GFCI diagramWhat is GFCI?

A Ground-fault Circuit Interrupter (GFCI) is a device used to turn off an electrical power circuit when it detects an unbalanced current flow. These unbalanced current flows are also known as a short circuit or nuisance tripping and are caused when live wires touch metal conduits.  The GFCI’s main objective is to reduce the risk of electric shock and it does so by monitoring the slots of an outlet. Not to be confused with AFCI’s, Arc-fault circuit interrupters. While AFCI’s are also home safety devices, they are used to provide protection from fire hazards, not shock hazards. On an outlet, the left slot of an outlet is called the “neutral,” the slot on the right is called “hot” and the hole at the bottom is called “ground.”

The GFCI tracks the amount of current flowing through the “hot” to the “neutral.” If there is any discrepancy then the GFCI will trip the circuit before electrocution occurs. It only takes about 4-5 milliamps to cause the GFCI to trip, usually within one-thirtieth of a second. In 1955, during the developmental stages of what would be the modern-day GFCI, the cold-cathode system caught discrepancies at 250 milliamps. With each advance in technology, GFCI’s were able to respond quicker and with more accuracy.
Modern technology, for the win!

Typically, GFCI’s are installed in locations such as a kitchen, bathroom, laundry room or anywhere an electrical circuit could accidently come into contact with water.  Unfortunately, these are the locations most likely to cause nuisance tripping due to the leakage caused by stationary motors found in bathroom vents or fluorescent light fixtures, for example.
There are three different types of GFCI’s. The most common type is called a “receptacle-type” and resembles a common wall outlet.

Another type is a circuit breaker GCFI, which can be used to provide protection to all receptacles on that circuit. During the earlier stages of development, most GFCI’s were the circuit-breaker type. However, due to insufficient technology, they were prone to constant false trips called “nuisance trips”. It wasn’t until the 1980’s that GFCI’s were built into outlet receptacles and eventually GFCI’s were attached directly to power cords, extension cords or the appliance themselves, such as hair dryers.
Temporary or portable GFCIs are available but should typically only be used during construction or for outdoor uses.
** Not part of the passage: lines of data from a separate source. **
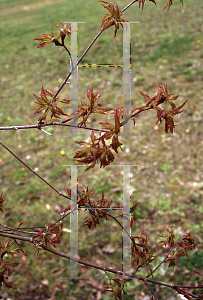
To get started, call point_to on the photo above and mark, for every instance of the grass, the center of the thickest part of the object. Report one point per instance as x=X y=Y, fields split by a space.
x=166 y=46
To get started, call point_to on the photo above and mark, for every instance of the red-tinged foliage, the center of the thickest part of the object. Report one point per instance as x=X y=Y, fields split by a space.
x=52 y=234
x=2 y=199
x=46 y=39
x=97 y=210
x=180 y=248
x=167 y=115
x=6 y=267
x=141 y=255
x=162 y=96
x=169 y=238
x=198 y=273
x=63 y=31
x=114 y=18
x=48 y=103
x=170 y=2
x=116 y=285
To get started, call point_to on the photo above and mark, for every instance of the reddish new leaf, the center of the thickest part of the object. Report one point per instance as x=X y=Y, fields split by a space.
x=114 y=18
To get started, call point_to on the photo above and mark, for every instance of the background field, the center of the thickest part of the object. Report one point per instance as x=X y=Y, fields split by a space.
x=167 y=46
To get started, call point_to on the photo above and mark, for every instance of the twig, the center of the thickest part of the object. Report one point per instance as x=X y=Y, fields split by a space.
x=51 y=186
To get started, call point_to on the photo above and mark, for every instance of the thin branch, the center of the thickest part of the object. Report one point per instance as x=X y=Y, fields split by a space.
x=39 y=126
x=146 y=283
x=129 y=5
x=79 y=60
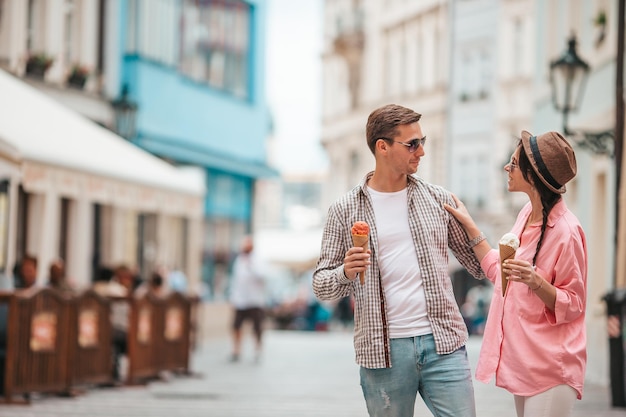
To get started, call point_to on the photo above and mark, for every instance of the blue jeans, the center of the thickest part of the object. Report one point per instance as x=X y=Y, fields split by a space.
x=443 y=381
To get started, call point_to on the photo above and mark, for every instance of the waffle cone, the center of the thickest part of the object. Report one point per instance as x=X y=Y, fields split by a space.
x=362 y=241
x=506 y=252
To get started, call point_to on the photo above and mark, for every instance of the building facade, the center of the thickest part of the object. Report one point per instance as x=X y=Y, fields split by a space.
x=196 y=70
x=592 y=195
x=78 y=191
x=375 y=53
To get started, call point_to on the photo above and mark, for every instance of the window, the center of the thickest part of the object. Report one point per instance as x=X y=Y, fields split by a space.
x=215 y=43
x=152 y=30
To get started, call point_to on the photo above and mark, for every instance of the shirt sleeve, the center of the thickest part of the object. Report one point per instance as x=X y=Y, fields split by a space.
x=491 y=265
x=329 y=280
x=457 y=242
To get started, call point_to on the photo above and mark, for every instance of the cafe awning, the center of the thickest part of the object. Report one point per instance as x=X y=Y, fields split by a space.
x=46 y=134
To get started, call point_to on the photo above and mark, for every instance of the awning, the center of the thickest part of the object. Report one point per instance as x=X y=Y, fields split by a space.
x=46 y=133
x=198 y=155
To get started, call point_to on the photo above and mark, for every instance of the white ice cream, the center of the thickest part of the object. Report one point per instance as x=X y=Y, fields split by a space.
x=510 y=239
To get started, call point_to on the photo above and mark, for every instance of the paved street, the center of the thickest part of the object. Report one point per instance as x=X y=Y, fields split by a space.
x=301 y=374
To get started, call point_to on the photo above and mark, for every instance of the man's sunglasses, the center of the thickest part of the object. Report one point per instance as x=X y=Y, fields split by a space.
x=413 y=144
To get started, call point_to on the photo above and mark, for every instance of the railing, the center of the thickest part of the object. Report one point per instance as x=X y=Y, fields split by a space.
x=54 y=343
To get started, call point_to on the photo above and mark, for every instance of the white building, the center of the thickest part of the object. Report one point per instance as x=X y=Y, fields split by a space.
x=377 y=53
x=592 y=195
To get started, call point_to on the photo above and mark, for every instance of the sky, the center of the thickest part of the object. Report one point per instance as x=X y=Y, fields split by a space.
x=294 y=47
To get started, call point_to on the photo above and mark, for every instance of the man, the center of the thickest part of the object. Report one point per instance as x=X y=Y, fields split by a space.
x=409 y=334
x=56 y=276
x=26 y=273
x=247 y=296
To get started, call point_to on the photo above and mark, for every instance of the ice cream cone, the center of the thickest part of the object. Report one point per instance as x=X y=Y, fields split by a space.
x=506 y=252
x=362 y=241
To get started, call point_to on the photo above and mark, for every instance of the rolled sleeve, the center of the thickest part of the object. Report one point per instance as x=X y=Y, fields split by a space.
x=569 y=280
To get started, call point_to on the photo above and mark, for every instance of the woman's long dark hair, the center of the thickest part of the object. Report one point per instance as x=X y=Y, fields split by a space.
x=548 y=197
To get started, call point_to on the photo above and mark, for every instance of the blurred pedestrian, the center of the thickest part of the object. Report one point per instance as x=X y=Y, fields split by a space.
x=155 y=286
x=57 y=278
x=409 y=335
x=247 y=296
x=534 y=341
x=26 y=272
x=117 y=285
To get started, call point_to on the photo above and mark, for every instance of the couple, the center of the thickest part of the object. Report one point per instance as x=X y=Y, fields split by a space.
x=409 y=336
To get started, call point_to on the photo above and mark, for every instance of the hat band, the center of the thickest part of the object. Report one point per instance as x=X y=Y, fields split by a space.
x=541 y=166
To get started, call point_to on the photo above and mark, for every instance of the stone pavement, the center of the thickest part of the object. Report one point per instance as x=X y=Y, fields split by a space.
x=300 y=374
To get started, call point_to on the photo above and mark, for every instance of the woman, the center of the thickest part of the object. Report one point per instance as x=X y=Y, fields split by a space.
x=534 y=341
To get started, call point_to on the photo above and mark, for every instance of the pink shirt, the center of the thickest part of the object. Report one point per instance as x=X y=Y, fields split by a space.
x=528 y=347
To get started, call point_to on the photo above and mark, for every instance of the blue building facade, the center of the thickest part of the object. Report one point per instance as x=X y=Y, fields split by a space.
x=196 y=70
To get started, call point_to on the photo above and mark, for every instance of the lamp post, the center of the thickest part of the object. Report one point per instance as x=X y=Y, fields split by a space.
x=568 y=77
x=125 y=111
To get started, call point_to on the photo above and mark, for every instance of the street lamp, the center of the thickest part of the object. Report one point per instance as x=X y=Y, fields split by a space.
x=125 y=113
x=568 y=77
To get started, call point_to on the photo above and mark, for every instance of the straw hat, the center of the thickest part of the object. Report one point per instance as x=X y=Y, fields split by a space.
x=551 y=157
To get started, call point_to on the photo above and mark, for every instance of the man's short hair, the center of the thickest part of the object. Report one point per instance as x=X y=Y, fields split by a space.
x=384 y=121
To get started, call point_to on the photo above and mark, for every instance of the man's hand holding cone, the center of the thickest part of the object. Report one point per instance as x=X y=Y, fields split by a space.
x=361 y=238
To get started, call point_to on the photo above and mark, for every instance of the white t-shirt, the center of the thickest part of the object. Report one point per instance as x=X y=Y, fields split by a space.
x=399 y=267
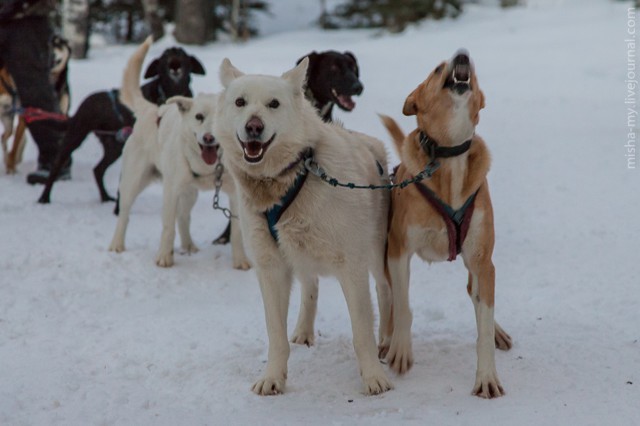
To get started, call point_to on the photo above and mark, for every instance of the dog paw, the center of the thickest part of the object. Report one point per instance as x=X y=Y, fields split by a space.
x=488 y=386
x=303 y=337
x=383 y=347
x=165 y=260
x=269 y=386
x=189 y=249
x=116 y=247
x=242 y=265
x=400 y=355
x=375 y=385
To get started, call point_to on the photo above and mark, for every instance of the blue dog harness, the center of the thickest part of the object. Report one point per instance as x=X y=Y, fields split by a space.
x=275 y=212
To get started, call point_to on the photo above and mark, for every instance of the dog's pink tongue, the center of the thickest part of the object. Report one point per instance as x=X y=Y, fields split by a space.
x=209 y=154
x=346 y=102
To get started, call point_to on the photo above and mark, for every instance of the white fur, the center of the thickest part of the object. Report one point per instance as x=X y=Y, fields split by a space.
x=325 y=231
x=170 y=149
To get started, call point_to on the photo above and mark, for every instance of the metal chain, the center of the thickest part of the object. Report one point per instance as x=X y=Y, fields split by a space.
x=318 y=171
x=218 y=186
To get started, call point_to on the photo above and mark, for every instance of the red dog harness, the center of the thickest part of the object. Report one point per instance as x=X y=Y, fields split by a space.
x=457 y=221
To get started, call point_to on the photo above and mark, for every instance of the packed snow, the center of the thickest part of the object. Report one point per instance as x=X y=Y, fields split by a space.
x=93 y=337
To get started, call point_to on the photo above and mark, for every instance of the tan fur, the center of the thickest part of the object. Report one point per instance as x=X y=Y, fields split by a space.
x=416 y=227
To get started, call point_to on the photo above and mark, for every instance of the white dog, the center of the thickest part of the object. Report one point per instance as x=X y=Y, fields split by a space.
x=175 y=142
x=298 y=225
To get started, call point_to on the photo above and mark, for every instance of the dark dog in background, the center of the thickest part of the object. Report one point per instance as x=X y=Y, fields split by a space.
x=61 y=53
x=9 y=102
x=333 y=78
x=103 y=114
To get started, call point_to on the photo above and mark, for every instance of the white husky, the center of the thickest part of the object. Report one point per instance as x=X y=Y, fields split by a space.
x=174 y=142
x=267 y=130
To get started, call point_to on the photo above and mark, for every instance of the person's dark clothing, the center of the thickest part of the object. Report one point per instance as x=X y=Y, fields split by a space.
x=25 y=50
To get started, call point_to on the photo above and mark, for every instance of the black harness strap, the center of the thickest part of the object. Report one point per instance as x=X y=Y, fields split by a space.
x=433 y=150
x=457 y=221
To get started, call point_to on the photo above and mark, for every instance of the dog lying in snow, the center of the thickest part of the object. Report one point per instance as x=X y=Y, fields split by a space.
x=174 y=142
x=295 y=223
x=447 y=215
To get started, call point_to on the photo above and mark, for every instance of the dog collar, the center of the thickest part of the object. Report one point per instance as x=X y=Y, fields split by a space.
x=275 y=212
x=433 y=150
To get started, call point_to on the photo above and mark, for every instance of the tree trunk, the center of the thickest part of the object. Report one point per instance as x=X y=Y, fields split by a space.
x=75 y=26
x=192 y=21
x=152 y=16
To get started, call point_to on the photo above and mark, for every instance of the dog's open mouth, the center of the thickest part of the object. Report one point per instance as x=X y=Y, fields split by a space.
x=344 y=101
x=209 y=153
x=254 y=150
x=459 y=80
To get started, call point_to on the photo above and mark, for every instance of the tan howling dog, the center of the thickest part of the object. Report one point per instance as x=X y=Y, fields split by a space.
x=446 y=215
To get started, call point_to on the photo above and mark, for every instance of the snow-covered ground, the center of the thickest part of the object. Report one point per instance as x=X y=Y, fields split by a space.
x=92 y=337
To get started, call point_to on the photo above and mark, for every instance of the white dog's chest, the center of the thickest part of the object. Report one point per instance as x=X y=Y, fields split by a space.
x=306 y=248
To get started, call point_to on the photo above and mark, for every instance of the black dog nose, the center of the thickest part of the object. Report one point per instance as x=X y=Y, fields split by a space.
x=357 y=88
x=461 y=57
x=254 y=127
x=208 y=139
x=174 y=64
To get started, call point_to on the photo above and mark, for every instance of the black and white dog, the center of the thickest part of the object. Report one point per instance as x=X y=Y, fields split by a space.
x=333 y=78
x=103 y=114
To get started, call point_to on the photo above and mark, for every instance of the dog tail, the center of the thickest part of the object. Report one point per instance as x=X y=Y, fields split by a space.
x=130 y=93
x=394 y=130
Since they are not built for permanent use, temporary GFCI’s should be tested before each use.

GFCI outlet diagramTruthfully, you should check all of your GFCIs with regularity. Most home inspection professionals recommend that you test them monthly. When testing the receptacle-type GFCI, pushing the TEST button should cause the RESET button to pop out. Push the RESET button to re-establish power and it’s that simple!

Take notice of how frequently you have to handle a nuisance trip. If it is happening often then there are steps you can take. Be sure that circuits are less than 100 feet.  Try to avoid using GFCI’s for fluorescent or other types of electric-discharge lighting fixtures and permanently installed electric motors. If the problem persists, schedule an inspection by a professional!